あの津軽三味線の大御所も、彩芽に笑いかけた。


「お嬢ちゃん、さっきはびっくりしたが、最後は見事だったな」


彩芽は照れ笑い。


「最初はほんとごめんなさいだべさ」


「気にすんな。今度は三味線聞いていけ」


るみねぇが横から突っ込む。


「まず謝って、次に聞け。

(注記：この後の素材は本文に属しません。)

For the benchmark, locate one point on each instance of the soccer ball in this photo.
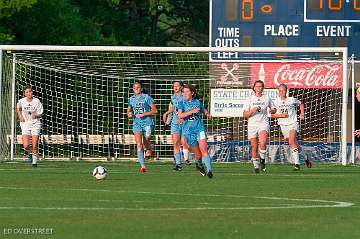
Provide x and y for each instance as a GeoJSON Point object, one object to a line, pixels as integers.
{"type": "Point", "coordinates": [100, 172]}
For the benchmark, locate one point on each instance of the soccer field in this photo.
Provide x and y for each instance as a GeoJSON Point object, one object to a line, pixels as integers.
{"type": "Point", "coordinates": [322, 202]}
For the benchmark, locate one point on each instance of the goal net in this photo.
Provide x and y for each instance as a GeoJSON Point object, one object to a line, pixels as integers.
{"type": "Point", "coordinates": [85, 92]}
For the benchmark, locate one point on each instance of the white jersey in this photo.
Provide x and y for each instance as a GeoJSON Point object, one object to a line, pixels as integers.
{"type": "Point", "coordinates": [29, 107]}
{"type": "Point", "coordinates": [288, 106]}
{"type": "Point", "coordinates": [261, 116]}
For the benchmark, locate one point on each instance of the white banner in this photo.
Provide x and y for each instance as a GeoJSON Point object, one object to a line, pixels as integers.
{"type": "Point", "coordinates": [230, 102]}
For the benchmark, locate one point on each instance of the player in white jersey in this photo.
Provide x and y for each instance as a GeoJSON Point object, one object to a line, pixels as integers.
{"type": "Point", "coordinates": [287, 108]}
{"type": "Point", "coordinates": [29, 110]}
{"type": "Point", "coordinates": [256, 111]}
{"type": "Point", "coordinates": [175, 123]}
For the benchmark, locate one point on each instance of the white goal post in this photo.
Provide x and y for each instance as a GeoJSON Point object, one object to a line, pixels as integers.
{"type": "Point", "coordinates": [48, 66]}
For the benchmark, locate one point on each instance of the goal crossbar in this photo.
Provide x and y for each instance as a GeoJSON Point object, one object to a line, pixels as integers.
{"type": "Point", "coordinates": [342, 50]}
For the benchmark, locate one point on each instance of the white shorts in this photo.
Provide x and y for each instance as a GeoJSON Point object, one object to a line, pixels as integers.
{"type": "Point", "coordinates": [285, 129]}
{"type": "Point", "coordinates": [30, 129]}
{"type": "Point", "coordinates": [253, 131]}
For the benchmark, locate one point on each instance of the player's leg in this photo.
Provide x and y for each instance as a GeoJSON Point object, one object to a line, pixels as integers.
{"type": "Point", "coordinates": [254, 154]}
{"type": "Point", "coordinates": [191, 140]}
{"type": "Point", "coordinates": [147, 132]}
{"type": "Point", "coordinates": [26, 145]}
{"type": "Point", "coordinates": [185, 150]}
{"type": "Point", "coordinates": [294, 147]}
{"type": "Point", "coordinates": [252, 137]}
{"type": "Point", "coordinates": [35, 151]}
{"type": "Point", "coordinates": [26, 138]}
{"type": "Point", "coordinates": [35, 132]}
{"type": "Point", "coordinates": [177, 154]}
{"type": "Point", "coordinates": [140, 150]}
{"type": "Point", "coordinates": [205, 155]}
{"type": "Point", "coordinates": [262, 148]}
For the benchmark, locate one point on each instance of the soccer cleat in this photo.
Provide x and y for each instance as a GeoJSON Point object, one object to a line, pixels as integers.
{"type": "Point", "coordinates": [201, 170]}
{"type": "Point", "coordinates": [296, 167]}
{"type": "Point", "coordinates": [177, 167]}
{"type": "Point", "coordinates": [262, 165]}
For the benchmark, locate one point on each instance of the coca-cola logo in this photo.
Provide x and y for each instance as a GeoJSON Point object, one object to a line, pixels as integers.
{"type": "Point", "coordinates": [301, 75]}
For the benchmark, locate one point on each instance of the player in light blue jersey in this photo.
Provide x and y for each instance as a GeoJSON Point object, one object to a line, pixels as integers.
{"type": "Point", "coordinates": [141, 108]}
{"type": "Point", "coordinates": [193, 129]}
{"type": "Point", "coordinates": [175, 123]}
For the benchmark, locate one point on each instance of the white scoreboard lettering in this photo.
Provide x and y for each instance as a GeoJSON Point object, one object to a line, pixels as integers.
{"type": "Point", "coordinates": [281, 30]}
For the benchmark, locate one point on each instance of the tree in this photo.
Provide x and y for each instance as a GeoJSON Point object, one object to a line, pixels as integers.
{"type": "Point", "coordinates": [8, 8]}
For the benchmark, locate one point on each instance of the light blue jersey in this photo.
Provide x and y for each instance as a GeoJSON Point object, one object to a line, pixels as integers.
{"type": "Point", "coordinates": [175, 101]}
{"type": "Point", "coordinates": [193, 128]}
{"type": "Point", "coordinates": [141, 105]}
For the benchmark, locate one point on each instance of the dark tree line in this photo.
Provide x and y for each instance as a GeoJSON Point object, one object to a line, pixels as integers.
{"type": "Point", "coordinates": [104, 22]}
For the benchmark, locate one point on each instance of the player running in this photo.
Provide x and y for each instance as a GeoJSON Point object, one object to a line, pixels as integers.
{"type": "Point", "coordinates": [141, 107]}
{"type": "Point", "coordinates": [287, 120]}
{"type": "Point", "coordinates": [29, 110]}
{"type": "Point", "coordinates": [255, 110]}
{"type": "Point", "coordinates": [176, 98]}
{"type": "Point", "coordinates": [193, 129]}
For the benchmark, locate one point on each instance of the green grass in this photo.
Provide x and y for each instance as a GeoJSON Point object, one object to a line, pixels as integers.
{"type": "Point", "coordinates": [167, 204]}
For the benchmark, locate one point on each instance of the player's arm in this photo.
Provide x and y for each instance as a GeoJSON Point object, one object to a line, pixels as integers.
{"type": "Point", "coordinates": [302, 111]}
{"type": "Point", "coordinates": [170, 110]}
{"type": "Point", "coordinates": [183, 115]}
{"type": "Point", "coordinates": [153, 111]}
{"type": "Point", "coordinates": [19, 113]}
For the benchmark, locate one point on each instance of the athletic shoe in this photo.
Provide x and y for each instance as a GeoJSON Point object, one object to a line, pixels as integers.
{"type": "Point", "coordinates": [148, 153]}
{"type": "Point", "coordinates": [262, 165]}
{"type": "Point", "coordinates": [177, 167]}
{"type": "Point", "coordinates": [201, 170]}
{"type": "Point", "coordinates": [296, 167]}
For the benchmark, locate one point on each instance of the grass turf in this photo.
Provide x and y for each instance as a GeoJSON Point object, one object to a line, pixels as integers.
{"type": "Point", "coordinates": [167, 204]}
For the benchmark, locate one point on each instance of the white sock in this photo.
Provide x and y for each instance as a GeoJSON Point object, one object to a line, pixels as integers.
{"type": "Point", "coordinates": [256, 162]}
{"type": "Point", "coordinates": [186, 154]}
{"type": "Point", "coordinates": [295, 155]}
{"type": "Point", "coordinates": [34, 159]}
{"type": "Point", "coordinates": [262, 153]}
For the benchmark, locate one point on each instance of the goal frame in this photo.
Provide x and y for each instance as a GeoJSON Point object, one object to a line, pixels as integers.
{"type": "Point", "coordinates": [342, 50]}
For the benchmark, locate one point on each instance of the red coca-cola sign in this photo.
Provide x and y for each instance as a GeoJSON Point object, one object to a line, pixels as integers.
{"type": "Point", "coordinates": [298, 74]}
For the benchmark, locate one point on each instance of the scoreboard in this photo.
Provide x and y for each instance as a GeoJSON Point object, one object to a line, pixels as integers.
{"type": "Point", "coordinates": [284, 23]}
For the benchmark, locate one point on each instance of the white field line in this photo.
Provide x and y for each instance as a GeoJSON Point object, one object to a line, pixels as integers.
{"type": "Point", "coordinates": [328, 204]}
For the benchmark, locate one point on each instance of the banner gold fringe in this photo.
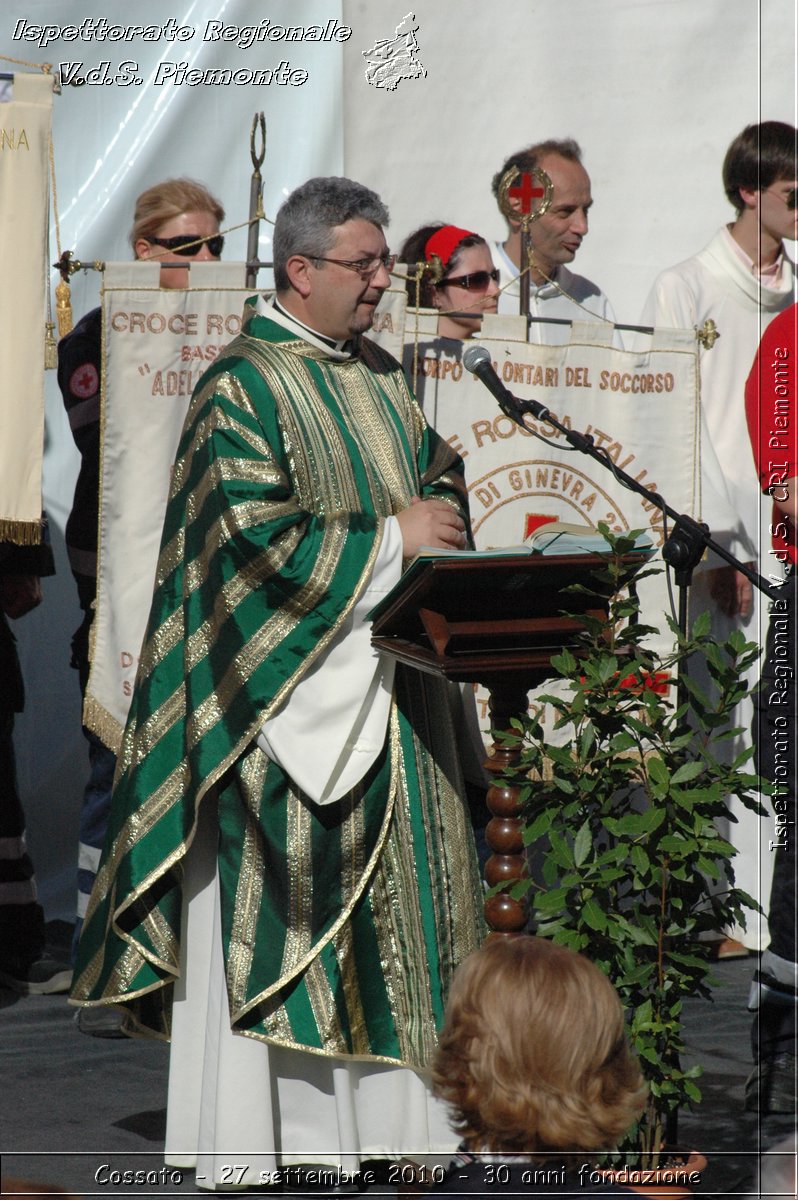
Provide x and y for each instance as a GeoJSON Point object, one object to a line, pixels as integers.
{"type": "Point", "coordinates": [22, 533]}
{"type": "Point", "coordinates": [100, 721]}
{"type": "Point", "coordinates": [64, 309]}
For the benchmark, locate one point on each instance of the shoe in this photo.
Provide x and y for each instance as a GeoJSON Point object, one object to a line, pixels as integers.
{"type": "Point", "coordinates": [45, 977]}
{"type": "Point", "coordinates": [105, 1021]}
{"type": "Point", "coordinates": [771, 1087]}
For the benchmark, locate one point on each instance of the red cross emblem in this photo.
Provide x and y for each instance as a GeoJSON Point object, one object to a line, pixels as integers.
{"type": "Point", "coordinates": [84, 381]}
{"type": "Point", "coordinates": [526, 192]}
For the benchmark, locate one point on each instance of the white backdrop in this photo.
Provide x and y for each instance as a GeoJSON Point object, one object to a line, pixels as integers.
{"type": "Point", "coordinates": [653, 91]}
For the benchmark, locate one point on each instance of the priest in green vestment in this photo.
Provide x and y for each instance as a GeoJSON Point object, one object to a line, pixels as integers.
{"type": "Point", "coordinates": [346, 876]}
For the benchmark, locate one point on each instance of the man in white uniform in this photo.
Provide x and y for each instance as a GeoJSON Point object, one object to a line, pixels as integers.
{"type": "Point", "coordinates": [741, 281]}
{"type": "Point", "coordinates": [555, 292]}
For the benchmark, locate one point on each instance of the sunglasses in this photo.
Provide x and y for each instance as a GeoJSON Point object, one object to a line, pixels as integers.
{"type": "Point", "coordinates": [478, 281]}
{"type": "Point", "coordinates": [190, 244]}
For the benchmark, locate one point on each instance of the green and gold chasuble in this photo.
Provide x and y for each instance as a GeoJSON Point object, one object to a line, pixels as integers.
{"type": "Point", "coordinates": [341, 924]}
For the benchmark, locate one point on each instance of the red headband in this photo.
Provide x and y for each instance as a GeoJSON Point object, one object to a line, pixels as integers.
{"type": "Point", "coordinates": [444, 243]}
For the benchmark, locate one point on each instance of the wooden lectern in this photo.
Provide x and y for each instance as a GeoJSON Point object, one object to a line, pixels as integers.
{"type": "Point", "coordinates": [496, 621]}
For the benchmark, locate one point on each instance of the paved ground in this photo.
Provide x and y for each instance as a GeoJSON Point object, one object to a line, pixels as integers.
{"type": "Point", "coordinates": [72, 1103]}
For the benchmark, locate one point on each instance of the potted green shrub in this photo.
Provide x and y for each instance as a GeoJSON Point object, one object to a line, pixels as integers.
{"type": "Point", "coordinates": [621, 820]}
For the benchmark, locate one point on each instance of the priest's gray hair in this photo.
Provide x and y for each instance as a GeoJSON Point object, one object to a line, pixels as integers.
{"type": "Point", "coordinates": [307, 220]}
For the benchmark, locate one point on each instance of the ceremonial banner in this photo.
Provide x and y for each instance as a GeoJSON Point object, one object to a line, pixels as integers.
{"type": "Point", "coordinates": [25, 120]}
{"type": "Point", "coordinates": [156, 345]}
{"type": "Point", "coordinates": [641, 408]}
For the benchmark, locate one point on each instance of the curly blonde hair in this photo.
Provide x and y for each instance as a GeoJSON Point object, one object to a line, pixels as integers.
{"type": "Point", "coordinates": [533, 1055]}
{"type": "Point", "coordinates": [168, 199]}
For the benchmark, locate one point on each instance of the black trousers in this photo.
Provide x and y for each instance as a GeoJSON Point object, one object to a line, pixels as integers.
{"type": "Point", "coordinates": [775, 737]}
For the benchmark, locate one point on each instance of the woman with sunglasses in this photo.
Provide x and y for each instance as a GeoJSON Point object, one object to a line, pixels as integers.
{"type": "Point", "coordinates": [459, 277]}
{"type": "Point", "coordinates": [175, 222]}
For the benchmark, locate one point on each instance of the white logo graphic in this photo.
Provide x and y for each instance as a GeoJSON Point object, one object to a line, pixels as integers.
{"type": "Point", "coordinates": [393, 59]}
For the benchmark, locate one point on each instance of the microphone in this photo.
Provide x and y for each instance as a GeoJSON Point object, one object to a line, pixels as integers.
{"type": "Point", "coordinates": [478, 360]}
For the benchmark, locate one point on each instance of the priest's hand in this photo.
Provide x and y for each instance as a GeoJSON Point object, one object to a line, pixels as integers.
{"type": "Point", "coordinates": [431, 523]}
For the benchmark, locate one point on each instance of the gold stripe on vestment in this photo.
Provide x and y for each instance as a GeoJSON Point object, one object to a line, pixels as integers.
{"type": "Point", "coordinates": [249, 893]}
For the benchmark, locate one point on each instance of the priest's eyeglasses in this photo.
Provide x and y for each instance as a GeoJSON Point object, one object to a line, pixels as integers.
{"type": "Point", "coordinates": [366, 268]}
{"type": "Point", "coordinates": [190, 244]}
{"type": "Point", "coordinates": [478, 281]}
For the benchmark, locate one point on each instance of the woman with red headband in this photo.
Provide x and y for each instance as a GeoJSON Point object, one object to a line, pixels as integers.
{"type": "Point", "coordinates": [459, 277]}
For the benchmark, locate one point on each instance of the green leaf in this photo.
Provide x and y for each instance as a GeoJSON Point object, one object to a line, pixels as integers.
{"type": "Point", "coordinates": [687, 772]}
{"type": "Point", "coordinates": [582, 844]}
{"type": "Point", "coordinates": [658, 771]}
{"type": "Point", "coordinates": [537, 828]}
{"type": "Point", "coordinates": [594, 916]}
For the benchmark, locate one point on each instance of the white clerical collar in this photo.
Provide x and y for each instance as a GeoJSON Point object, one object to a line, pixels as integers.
{"type": "Point", "coordinates": [769, 275]}
{"type": "Point", "coordinates": [271, 309]}
{"type": "Point", "coordinates": [538, 291]}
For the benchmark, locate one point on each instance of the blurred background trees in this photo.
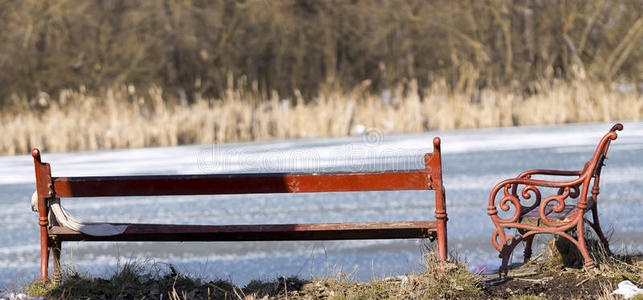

順番大事だべ」


彩芽。


「はい……」


そして最後。


旅館の女将の計らいで、ノースフロント全員は大鰐温泉の露天風呂に入ることになった。


雪が静かに降る。


湯けむりが白く立ちのぼる。


全員、肩まで湯に浸かる。


玲香が息を吐く。


「これは……最高ね」


柚葉も目を細める。


「任務後の温泉、反則」


紗耶は静かに笑う。


「こういう時間があるから、また頑張れますね」


乙実。


「んめ湯だの」


彩芽は完全に緩んでいた。


「はぁ〜、生き返るべさ〜」


るみねぇが苦笑する。


「だからよぉ……今日は三味線の先生に飛びかかるわ、最後は決めるわ、温泉で顔ふにゃふにゃだわ、忙しい子だべ」


彩芽。


「最後決めたからセーフっしょ?」


「最初のやらかしは消えねぇべ」


「そこは温泉で流すべさ」


「流せねぇよ、思い出として残るべ」


全員が笑った。


その中で、柚希が湯を手ですくい、少しだけ説明する。


「大鰐温泉は塩化物泉系の湯で、体が芯から温まりやすいと言われています。湯冷めしにくいので、雪国にはとても合っていますね。今日みたいに緊張した任務の後には、筋肉も気持ちもほぐれます」


玲香が横目で見る。


「柚希、温泉解説までできるの?」


柚希。


「少し調べただけです」


るみねぇ。


「そういう“少し”がちゃんとしてんだよなぁ」


雪乃は湯けむりの向こうの雪景色を見つめた。


「地域を守るということは、こういう日常を守ることですね」


誰もが静かに頷いた。


危険な任務だった。


凶悪な敵だった。


けれど、源泉は守られた。


旅館の灯りも、湯けむりも、人々の笑顔も残った。


大鰐温泉の夜は、静かに更けていく。


ノースフロント北方管区は、湯のぬくもりに包まれながら、また少しだけ強いチームになっていた。